Мамин ответ, не менее предсказуемый, не замедлил:

– Слушать противно твои мелкобуржуазные бредни!

Я давно заметил, что в обязательных препирательствах папы с мамой было что-то от игры в пинг-понг. Папа подает идеологически крученую подачу – мама отбивает, раскручивая (разоблачая) содержащуюся в ней порчу. Нейтрализация идеологического яда, пролитого в присутствии детей.

– Румочку хочешь? – спросил папа Володю. Интересно, что свое «хочешь» папа всегда словно выпевал на какой-то очень сложный восточный мотив.

Когда-то мне хотелось, чтобы папа говорил как все москвичи, не выделялся. Время шло, и свое «хочешь?» папа напевал на все более простые мотивы, пока не стал говорить почти как все. Что-то пусть не самое важное, но очень своеобразное и симпатичное ушло из жизни, и оказалось, что эта скромная краска ничем другим не заменима, а на ее месте образовалась маленькая пустота. Нет, слава Богу, пока еще сильна пестрота и разнообразие, еще многими оттенками красок и неповторимых звуков играет восточный базар жизни, но уже то там, то здесь образуются эти маленькие прорехи и ничем не заполняемые пустоты и трещинки. Приезжающий в Москву уже через год упорной работы над своей речью изгоняет из нее все неповторимые ароматы своей малой родины. Речь упрощается, усредняется, приезжий теряет свое неповторимое лицо, и попробуй не потеряй его, тотчас серая посредственность завопит: «Он оскорбляет наше демократическое право чувствовать себя сельдями из одной бочки! Он слишком ярок, слишком выпирает. Рядом с ним мы какие-то жалкие и ощипанные».

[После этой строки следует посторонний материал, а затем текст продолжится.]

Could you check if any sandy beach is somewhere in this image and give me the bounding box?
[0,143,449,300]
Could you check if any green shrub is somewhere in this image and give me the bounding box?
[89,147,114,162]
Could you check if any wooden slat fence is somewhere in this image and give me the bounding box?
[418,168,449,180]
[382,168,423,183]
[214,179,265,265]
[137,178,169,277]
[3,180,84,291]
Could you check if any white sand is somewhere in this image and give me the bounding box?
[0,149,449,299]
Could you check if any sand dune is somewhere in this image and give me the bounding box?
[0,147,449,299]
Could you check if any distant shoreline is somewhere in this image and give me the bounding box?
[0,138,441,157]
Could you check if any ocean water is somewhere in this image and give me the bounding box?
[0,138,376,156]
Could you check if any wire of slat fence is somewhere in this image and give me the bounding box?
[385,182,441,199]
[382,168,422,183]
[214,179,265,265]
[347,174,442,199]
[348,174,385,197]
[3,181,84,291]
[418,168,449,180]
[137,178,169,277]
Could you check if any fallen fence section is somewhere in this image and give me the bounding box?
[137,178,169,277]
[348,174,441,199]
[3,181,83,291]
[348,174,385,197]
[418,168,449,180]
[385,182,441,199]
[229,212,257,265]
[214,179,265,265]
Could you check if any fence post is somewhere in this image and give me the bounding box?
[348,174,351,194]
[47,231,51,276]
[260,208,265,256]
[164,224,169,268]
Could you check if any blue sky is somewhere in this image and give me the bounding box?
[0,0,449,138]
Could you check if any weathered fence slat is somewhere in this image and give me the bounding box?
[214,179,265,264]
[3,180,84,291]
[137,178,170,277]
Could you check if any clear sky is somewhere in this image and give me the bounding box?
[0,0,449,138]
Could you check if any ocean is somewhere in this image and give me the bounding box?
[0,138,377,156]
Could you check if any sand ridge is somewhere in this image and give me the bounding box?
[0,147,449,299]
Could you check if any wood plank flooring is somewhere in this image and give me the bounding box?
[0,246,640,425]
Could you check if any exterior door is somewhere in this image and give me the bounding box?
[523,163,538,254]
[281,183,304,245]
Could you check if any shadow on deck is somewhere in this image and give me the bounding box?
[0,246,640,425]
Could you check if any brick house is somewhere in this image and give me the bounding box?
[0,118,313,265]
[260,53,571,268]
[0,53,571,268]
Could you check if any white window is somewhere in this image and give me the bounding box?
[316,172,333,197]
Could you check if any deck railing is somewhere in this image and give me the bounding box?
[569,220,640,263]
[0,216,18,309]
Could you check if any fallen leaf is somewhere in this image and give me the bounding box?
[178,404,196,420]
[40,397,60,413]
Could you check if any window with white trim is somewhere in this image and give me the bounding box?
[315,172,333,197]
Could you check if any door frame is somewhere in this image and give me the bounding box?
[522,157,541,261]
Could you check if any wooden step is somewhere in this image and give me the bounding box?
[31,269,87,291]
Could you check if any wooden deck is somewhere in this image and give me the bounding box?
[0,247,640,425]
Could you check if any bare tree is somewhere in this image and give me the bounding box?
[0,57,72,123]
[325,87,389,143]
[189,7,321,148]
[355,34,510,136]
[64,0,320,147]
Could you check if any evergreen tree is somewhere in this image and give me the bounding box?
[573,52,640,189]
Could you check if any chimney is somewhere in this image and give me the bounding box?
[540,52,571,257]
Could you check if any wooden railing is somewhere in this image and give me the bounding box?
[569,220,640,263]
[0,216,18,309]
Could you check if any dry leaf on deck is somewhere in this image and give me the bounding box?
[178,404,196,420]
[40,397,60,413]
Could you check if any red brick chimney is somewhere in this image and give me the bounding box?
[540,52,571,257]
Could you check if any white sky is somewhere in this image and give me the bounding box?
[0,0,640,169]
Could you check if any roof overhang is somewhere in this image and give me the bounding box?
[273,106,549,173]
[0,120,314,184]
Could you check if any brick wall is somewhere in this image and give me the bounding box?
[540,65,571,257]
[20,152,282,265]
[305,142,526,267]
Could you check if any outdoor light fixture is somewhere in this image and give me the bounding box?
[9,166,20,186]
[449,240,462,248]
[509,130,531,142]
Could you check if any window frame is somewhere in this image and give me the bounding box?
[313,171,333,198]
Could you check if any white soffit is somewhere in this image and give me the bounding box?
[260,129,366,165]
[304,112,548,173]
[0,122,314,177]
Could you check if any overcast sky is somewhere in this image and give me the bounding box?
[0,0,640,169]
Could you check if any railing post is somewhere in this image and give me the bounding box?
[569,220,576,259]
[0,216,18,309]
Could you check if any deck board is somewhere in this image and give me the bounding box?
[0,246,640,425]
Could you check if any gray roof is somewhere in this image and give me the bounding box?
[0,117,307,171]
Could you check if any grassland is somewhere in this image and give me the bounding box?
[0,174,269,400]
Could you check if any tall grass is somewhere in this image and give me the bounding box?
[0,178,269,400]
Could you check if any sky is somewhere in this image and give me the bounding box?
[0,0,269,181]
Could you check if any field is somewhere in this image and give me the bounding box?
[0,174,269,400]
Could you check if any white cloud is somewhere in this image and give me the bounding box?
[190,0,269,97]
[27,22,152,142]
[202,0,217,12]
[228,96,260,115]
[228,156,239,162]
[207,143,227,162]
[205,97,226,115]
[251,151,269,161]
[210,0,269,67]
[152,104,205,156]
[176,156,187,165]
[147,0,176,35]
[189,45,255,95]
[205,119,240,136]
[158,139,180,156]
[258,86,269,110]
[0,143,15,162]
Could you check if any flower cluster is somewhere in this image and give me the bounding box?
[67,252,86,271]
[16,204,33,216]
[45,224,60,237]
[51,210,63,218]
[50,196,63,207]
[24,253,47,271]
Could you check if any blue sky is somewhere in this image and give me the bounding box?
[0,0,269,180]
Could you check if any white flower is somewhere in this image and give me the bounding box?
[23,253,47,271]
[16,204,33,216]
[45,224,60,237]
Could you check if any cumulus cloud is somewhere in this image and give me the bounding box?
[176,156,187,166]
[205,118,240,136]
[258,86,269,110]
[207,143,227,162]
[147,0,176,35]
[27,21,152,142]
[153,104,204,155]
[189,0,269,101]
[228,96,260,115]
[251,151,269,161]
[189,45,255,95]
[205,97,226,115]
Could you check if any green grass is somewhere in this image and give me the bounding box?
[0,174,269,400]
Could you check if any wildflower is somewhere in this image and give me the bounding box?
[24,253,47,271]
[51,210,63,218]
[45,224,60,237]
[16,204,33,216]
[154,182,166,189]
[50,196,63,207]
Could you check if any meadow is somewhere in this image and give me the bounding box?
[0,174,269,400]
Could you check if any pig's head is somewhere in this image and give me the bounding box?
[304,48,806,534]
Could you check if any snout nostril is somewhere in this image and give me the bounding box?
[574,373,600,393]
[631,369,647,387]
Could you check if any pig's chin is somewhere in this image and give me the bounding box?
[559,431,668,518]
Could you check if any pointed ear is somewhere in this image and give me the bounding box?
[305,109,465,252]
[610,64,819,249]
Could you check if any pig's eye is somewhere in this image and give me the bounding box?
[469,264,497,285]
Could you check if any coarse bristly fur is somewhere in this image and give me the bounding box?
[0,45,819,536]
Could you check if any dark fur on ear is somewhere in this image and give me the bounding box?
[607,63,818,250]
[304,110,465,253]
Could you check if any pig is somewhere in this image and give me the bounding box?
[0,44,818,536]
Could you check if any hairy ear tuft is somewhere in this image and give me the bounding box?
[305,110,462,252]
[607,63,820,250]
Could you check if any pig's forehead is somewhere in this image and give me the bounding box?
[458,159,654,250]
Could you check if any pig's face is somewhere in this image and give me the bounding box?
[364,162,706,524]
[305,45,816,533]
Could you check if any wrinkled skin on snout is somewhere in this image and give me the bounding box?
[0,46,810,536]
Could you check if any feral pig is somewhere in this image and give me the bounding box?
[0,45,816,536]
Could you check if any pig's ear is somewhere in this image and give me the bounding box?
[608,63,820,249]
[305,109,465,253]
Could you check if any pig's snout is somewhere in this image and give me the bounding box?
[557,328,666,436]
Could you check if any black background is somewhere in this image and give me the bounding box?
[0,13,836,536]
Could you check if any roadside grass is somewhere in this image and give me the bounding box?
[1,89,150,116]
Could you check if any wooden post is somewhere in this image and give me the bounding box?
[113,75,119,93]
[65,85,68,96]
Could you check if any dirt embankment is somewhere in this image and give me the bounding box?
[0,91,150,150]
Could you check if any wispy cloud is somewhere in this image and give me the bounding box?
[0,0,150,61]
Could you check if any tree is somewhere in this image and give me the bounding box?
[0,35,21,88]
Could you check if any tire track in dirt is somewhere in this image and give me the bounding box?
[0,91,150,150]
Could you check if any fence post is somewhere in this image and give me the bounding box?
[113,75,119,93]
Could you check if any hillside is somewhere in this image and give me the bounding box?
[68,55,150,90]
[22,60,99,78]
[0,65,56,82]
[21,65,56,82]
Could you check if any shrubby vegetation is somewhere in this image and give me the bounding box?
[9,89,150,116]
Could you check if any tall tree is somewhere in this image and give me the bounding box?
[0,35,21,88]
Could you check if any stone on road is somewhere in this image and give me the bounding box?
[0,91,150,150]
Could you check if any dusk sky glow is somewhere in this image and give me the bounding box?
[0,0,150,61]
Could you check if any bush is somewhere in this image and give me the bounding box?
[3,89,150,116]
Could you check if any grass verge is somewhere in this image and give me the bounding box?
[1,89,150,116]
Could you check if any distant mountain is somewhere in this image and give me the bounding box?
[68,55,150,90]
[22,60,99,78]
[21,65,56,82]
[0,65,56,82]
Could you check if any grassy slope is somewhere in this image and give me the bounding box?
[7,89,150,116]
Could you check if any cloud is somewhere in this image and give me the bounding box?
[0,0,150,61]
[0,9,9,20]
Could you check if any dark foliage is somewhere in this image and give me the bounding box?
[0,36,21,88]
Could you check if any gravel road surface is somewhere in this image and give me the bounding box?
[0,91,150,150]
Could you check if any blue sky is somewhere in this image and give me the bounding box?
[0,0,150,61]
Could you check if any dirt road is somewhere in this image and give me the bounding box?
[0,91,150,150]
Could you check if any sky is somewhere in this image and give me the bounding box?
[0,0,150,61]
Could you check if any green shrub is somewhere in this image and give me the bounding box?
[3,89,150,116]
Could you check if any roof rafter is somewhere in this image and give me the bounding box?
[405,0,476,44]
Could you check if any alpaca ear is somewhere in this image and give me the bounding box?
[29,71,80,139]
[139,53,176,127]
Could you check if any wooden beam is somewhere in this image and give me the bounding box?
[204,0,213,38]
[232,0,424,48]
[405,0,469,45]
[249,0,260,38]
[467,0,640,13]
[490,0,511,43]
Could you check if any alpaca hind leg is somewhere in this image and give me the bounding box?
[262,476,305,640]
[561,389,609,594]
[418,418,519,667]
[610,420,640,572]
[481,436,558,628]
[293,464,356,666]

Не терпит посредственность ничего своеобразного и переделывает мир на свой серый аршин. Права человека, священное право быть серым…

– Вы же знаете, Михал Ефимыч, у меня язва, – мягко отнекивался Володя.

– Иногда немножко можно и при язве, – сказал папа, сильно соблазняя Володю всем возможным обаянием. В лице появилась сложна я гримаса приязни и сочувствия. Глаза сияли особенной лаской, но ум в глазах, как говаривала мама – тонкий ценитель актерской школы Малого театра, – был напускной.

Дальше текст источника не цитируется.